The outpatient center is being renovated, forcing physicians to treat their patients in the hospital’s main operation room, which hospital officials say will be too crowded to house the “low” volume of eye surgery patients that can take advantage of the  services provided by eye centers in neighboring communities. Ruminson met with hospital representatives Thursday afternoon, who told him they would consider his request to reverse the decision.

“People in the community are the ones who are most impacted,” he said. “If you have a procedure like this that is already in place, you should never take it away.”

Ruminson is one of two other ophthalmologists who is using the outpatient facility, referred to as the Ambulatory Surgery Department, one of which is from Porterville.

The other specialists who use the facility, which include an OB/GYN and two ear, nose and throat doctors, will continue to operate at the hospital.

“A ‘district’ is supposed to represent the health care needs of the people in this area,” he said.  “Everything is important.”

Ruminson’s wife Patti Ruminson said that a majority of his patients are senior citizens who will lose their independence if their drivers licenses are taken away due to poor vision.

“They mainly come to us when they can’t pass their DMV,” she said.

Half of the 700 cases housed in the Ambulatory Surgery Department are ophthalmology. Those 700 outpatient cases, however, have been shadowed by the increasing number of a different type of procedure. To accommodate the 27 percent rise in the number of people whose internal organs have been checked out (endoscopy procedures) in the past two years, the Ambulatory Surgery Department will be remodeled and closed to eye surgeries indefinitely beginning Jan. 31.

“Over the past fifteen years, industrywide, the standard has been to shift ophthalmology cases from hospitals to private eye centers,” a press release from Sierra View states. “Private ophthalmologists have joined together in create eye centers that focus entirely upon diseases of the eye and utilize the latest and most advanced equipment and technology.”

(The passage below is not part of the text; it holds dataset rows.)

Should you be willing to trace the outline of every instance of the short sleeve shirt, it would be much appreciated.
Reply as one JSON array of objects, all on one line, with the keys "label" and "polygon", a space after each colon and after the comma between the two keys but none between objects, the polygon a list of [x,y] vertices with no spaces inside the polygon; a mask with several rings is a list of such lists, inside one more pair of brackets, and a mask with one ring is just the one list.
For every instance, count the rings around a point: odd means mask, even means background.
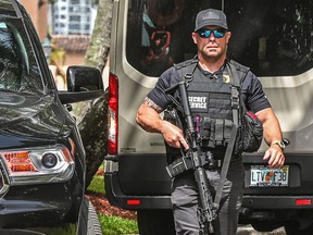
[{"label": "short sleeve shirt", "polygon": [[[213,75],[212,73],[202,70],[199,64],[197,65],[197,70],[200,70],[203,75],[208,76],[208,78]],[[222,66],[222,69],[214,74],[223,73],[224,70],[226,70],[226,66]],[[176,69],[172,66],[160,76],[155,87],[147,95],[147,97],[164,110],[171,103],[171,100],[167,98],[164,90],[175,86],[179,81],[181,81],[181,78],[176,72]],[[247,73],[246,78],[241,83],[241,97],[247,109],[254,113],[271,108],[260,79],[251,71]]]}]

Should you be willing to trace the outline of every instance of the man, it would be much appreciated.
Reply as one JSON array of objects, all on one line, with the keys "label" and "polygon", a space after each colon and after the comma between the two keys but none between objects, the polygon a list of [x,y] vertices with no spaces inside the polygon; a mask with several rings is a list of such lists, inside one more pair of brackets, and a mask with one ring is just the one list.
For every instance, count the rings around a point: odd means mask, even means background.
[{"label": "man", "polygon": [[[198,111],[192,111],[191,109],[191,113],[202,113],[203,118],[209,115],[208,110],[210,112],[211,102],[214,102],[214,100],[210,98],[210,92],[209,95],[205,94],[205,90],[202,88],[210,86],[206,86],[206,83],[211,85],[215,84],[214,86],[216,88],[218,88],[216,84],[226,84],[227,81],[229,83],[227,77],[229,77],[228,74],[230,74],[230,72],[228,71],[228,66],[226,66],[229,61],[226,59],[226,51],[230,36],[231,33],[228,30],[226,15],[222,11],[208,9],[198,13],[195,32],[192,33],[193,42],[198,47],[198,54],[196,59],[188,62],[188,64],[192,64],[196,61],[195,70],[192,71],[193,81],[191,81],[189,84],[191,87],[195,87],[196,83],[200,83],[200,86],[198,85],[196,87],[200,89],[202,97],[199,97],[200,95],[192,95],[193,92],[197,94],[196,89],[193,89],[192,92],[188,90],[188,96],[190,107],[204,107],[206,113],[200,109],[198,109]],[[143,103],[139,107],[136,121],[143,129],[148,132],[161,133],[166,144],[172,148],[188,150],[189,146],[184,137],[184,129],[180,129],[176,125],[163,120],[159,115],[171,103],[171,100],[164,94],[164,89],[172,87],[181,81],[181,76],[179,76],[177,73],[177,70],[179,70],[181,66],[184,67],[184,63],[183,65],[168,69],[161,75],[155,88],[148,94],[143,100]],[[245,71],[245,66],[237,66],[238,70]],[[268,149],[263,158],[264,161],[267,161],[271,168],[280,168],[285,162],[280,126],[268,100],[266,99],[260,81],[252,72],[247,71],[246,77],[241,84],[240,92],[240,97],[242,97],[246,107],[254,112],[258,119],[263,123],[263,136],[268,145]],[[222,101],[224,102],[227,100]],[[210,109],[208,109],[208,107],[210,107]],[[215,114],[220,119],[222,115],[220,113],[225,110],[220,112],[218,109],[221,110],[221,108],[218,108],[218,106],[214,109]],[[226,110],[226,112],[228,111]],[[212,119],[212,116],[210,116],[210,119]],[[200,128],[202,127],[203,126]],[[215,132],[217,133],[216,129]],[[210,136],[210,138],[212,138],[212,136]],[[213,141],[213,144],[214,143],[217,141]],[[205,151],[208,149],[213,152],[213,158],[223,159],[226,147],[223,146],[223,144],[221,146],[208,145],[205,147]],[[209,169],[205,171],[205,173],[210,184],[216,190],[218,186],[221,168]],[[199,234],[200,228],[197,218],[197,184],[193,174],[185,173],[177,175],[174,178],[172,203],[177,234]],[[214,223],[215,234],[236,234],[242,194],[243,165],[241,154],[239,153],[231,157],[227,178],[223,188],[222,200],[218,209],[218,219]]]}]

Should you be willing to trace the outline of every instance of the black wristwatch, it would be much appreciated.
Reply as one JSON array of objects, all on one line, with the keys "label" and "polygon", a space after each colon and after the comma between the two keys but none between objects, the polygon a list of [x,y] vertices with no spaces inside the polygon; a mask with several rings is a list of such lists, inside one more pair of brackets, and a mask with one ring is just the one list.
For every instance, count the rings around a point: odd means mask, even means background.
[{"label": "black wristwatch", "polygon": [[286,148],[286,145],[285,145],[285,143],[284,143],[283,140],[274,140],[274,141],[271,144],[271,146],[272,146],[272,145],[278,145],[281,150],[284,150],[284,149]]}]

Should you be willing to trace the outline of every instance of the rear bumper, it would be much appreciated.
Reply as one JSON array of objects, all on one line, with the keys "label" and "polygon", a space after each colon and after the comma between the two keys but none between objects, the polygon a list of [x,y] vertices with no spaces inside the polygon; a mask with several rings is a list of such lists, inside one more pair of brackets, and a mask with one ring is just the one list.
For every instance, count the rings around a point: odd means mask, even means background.
[{"label": "rear bumper", "polygon": [[125,195],[121,190],[117,173],[105,173],[105,193],[111,205],[126,210],[172,209],[171,196]]},{"label": "rear bumper", "polygon": [[245,195],[242,208],[265,209],[311,209],[313,208],[313,195],[311,196],[251,196]]}]

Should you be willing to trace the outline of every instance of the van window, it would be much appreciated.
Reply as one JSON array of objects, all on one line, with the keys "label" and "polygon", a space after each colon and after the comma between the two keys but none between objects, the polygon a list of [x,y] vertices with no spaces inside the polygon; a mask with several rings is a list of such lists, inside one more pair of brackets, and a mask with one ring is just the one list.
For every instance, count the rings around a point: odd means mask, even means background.
[{"label": "van window", "polygon": [[[191,39],[201,9],[222,1],[129,0],[126,58],[139,72],[160,76],[197,53]],[[231,39],[228,58],[259,76],[297,75],[313,65],[312,1],[225,0]]]}]

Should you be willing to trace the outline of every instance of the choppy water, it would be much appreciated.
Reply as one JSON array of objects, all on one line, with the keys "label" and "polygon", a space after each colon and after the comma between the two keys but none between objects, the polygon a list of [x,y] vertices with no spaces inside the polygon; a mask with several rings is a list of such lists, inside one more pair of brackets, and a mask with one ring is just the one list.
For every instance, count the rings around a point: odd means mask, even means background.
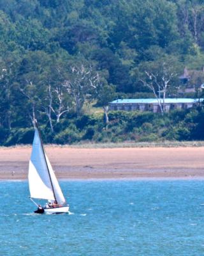
[{"label": "choppy water", "polygon": [[0,255],[204,255],[204,181],[61,182],[71,214],[33,214],[0,182]]}]

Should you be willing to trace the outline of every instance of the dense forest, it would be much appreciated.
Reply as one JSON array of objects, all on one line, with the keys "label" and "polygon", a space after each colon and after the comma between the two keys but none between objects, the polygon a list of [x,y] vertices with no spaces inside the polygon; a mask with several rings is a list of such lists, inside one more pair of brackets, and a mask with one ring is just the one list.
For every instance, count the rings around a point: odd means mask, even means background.
[{"label": "dense forest", "polygon": [[[163,115],[106,108],[154,97],[153,75],[159,83],[170,72],[167,97],[203,83],[203,3],[0,0],[0,145],[31,143],[34,118],[47,143],[203,140],[201,106]],[[180,84],[185,67],[198,72]]]}]

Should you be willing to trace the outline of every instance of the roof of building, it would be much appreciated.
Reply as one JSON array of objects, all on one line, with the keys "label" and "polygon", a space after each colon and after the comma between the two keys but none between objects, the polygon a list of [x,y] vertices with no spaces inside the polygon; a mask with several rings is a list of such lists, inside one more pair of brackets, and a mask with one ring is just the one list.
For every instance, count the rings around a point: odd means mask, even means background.
[{"label": "roof of building", "polygon": [[[202,101],[203,99],[200,99]],[[163,99],[161,99],[163,102]],[[165,103],[196,103],[199,102],[199,99],[187,99],[187,98],[166,98]],[[110,104],[157,104],[158,101],[156,99],[118,99],[112,101]]]}]

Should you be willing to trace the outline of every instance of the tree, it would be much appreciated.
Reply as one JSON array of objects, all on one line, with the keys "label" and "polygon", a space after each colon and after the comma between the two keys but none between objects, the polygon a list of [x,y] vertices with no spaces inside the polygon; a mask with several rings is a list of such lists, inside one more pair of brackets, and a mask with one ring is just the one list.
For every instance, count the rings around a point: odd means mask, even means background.
[{"label": "tree", "polygon": [[97,90],[97,104],[98,107],[102,107],[105,117],[105,124],[109,123],[108,104],[113,100],[115,92],[114,86],[108,85],[106,81],[101,82]]},{"label": "tree", "polygon": [[177,89],[178,81],[179,69],[177,60],[174,57],[166,56],[156,61],[143,63],[140,81],[149,88],[158,102],[161,113],[165,112],[165,99],[168,93]]},{"label": "tree", "polygon": [[94,72],[91,67],[81,64],[71,68],[71,72],[64,81],[64,86],[73,98],[77,116],[82,114],[85,101],[94,97],[99,81],[98,74]]}]

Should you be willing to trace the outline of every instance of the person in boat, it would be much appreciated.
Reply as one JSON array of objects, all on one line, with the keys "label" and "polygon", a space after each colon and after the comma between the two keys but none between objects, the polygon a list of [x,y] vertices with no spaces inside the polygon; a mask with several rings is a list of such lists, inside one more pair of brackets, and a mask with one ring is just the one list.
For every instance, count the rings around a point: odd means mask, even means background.
[{"label": "person in boat", "polygon": [[38,205],[38,210],[42,210],[43,207],[41,206],[40,204]]},{"label": "person in boat", "polygon": [[55,202],[52,204],[52,206],[54,208],[56,208],[56,207],[59,207],[57,202],[56,200],[55,200]]}]

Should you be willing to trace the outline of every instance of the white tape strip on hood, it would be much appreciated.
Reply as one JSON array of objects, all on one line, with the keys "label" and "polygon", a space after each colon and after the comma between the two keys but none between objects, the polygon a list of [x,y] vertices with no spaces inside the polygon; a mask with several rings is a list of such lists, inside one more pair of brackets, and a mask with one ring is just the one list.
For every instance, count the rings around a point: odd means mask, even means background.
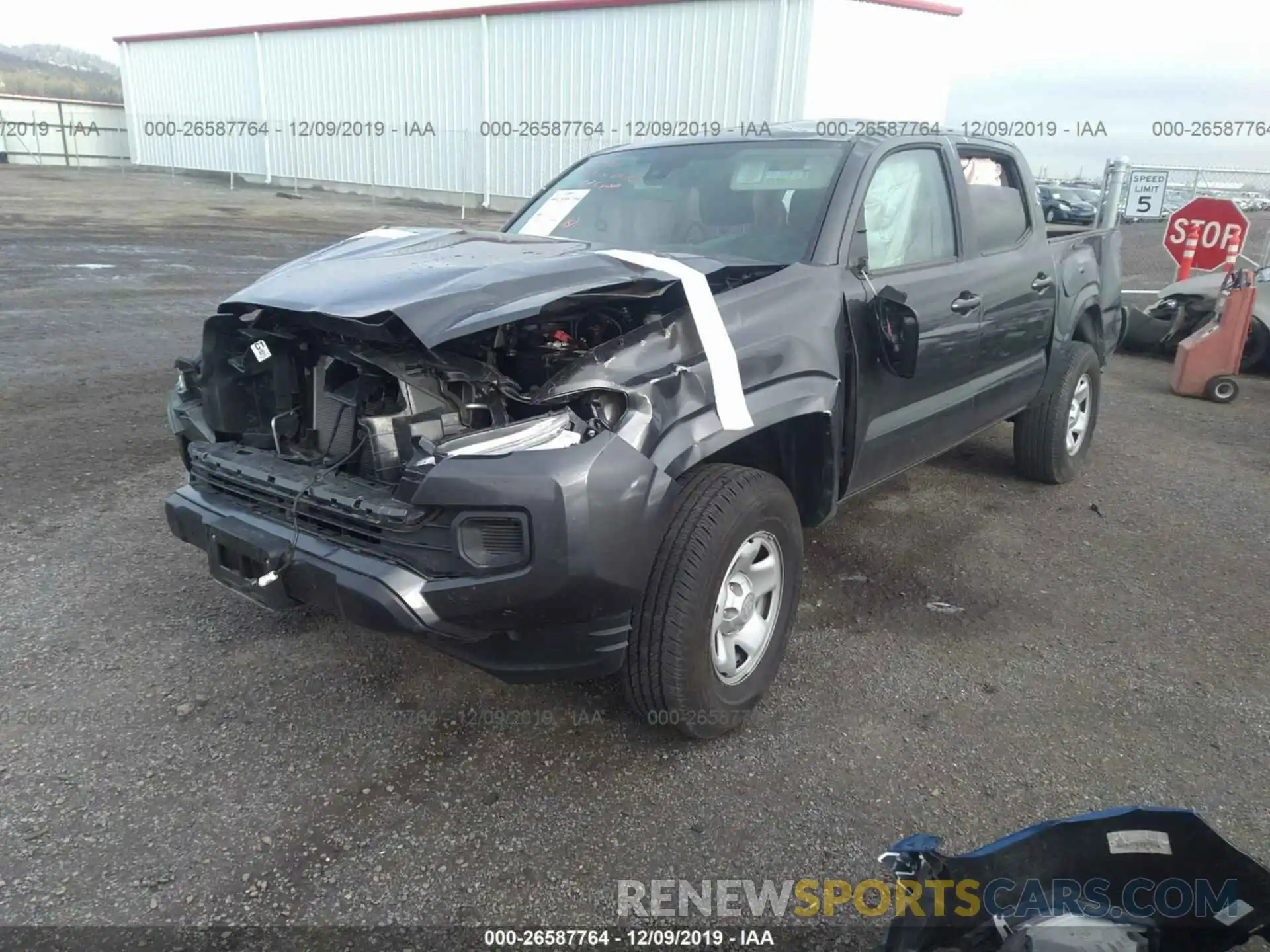
[{"label": "white tape strip on hood", "polygon": [[737,366],[737,352],[732,347],[728,329],[723,326],[723,315],[710,291],[706,275],[696,268],[673,258],[660,258],[644,251],[622,249],[596,249],[596,254],[608,255],[638,268],[663,272],[683,282],[683,293],[688,298],[688,311],[701,338],[710,364],[710,377],[715,388],[715,409],[725,430],[748,430],[754,425],[745,402],[745,390],[740,386],[740,368]]}]

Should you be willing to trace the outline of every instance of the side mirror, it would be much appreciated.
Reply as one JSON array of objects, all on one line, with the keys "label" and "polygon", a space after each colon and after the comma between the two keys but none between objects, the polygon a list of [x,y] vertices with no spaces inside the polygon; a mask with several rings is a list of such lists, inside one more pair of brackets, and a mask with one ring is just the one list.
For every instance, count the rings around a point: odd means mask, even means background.
[{"label": "side mirror", "polygon": [[881,364],[889,373],[911,380],[917,373],[917,312],[904,303],[908,294],[890,284],[869,302],[869,315],[878,329]]}]

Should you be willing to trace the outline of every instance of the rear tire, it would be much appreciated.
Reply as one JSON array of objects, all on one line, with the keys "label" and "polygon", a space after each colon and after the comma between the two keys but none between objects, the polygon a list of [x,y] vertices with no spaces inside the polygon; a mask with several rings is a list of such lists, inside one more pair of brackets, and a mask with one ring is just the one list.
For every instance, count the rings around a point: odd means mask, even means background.
[{"label": "rear tire", "polygon": [[[754,578],[772,557],[777,581],[771,595],[744,602],[743,617],[762,621],[766,605],[771,625],[753,660],[744,651],[732,655],[734,663],[742,656],[745,661],[737,664],[728,683],[715,661],[723,617],[718,603],[726,595],[725,579],[735,578],[742,550],[754,539],[761,539]],[[697,740],[742,726],[776,678],[801,583],[803,526],[785,484],[744,466],[711,463],[693,470],[682,479],[635,612],[622,669],[630,706],[649,724],[677,727]],[[770,598],[777,599],[775,604]]]},{"label": "rear tire", "polygon": [[[1030,480],[1054,485],[1071,482],[1080,472],[1093,440],[1102,395],[1099,355],[1092,347],[1081,340],[1072,341],[1060,359],[1067,360],[1067,367],[1058,386],[1015,420],[1015,466],[1019,472]],[[1082,392],[1087,393],[1083,405]],[[1080,439],[1074,440],[1072,434],[1081,423]]]},{"label": "rear tire", "polygon": [[1233,402],[1234,397],[1238,395],[1240,385],[1236,382],[1234,377],[1220,374],[1218,377],[1213,377],[1213,380],[1204,385],[1204,396],[1214,404]]}]

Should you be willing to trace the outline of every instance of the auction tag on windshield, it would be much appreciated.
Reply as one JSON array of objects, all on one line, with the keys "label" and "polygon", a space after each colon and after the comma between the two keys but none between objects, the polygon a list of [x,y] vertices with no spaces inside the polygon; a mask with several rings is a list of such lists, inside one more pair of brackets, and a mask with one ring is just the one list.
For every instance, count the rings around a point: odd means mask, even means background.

Ruminson, however, was pleased with Sierra View’s equipment, he referred to it as “state of the art.”

The hospital made its decision Oct. 27, and announced it Nov. 10, giving ophthalmologists plenty of notice to tell their patients, according to spokeswoman Ramona Contreras.

If the decision is not reversed, Ruminson says he will continue to do surgery, by either possibly building his own facility — a project with a lengthy timeline — or treat his patients in another city, most likely Visalia.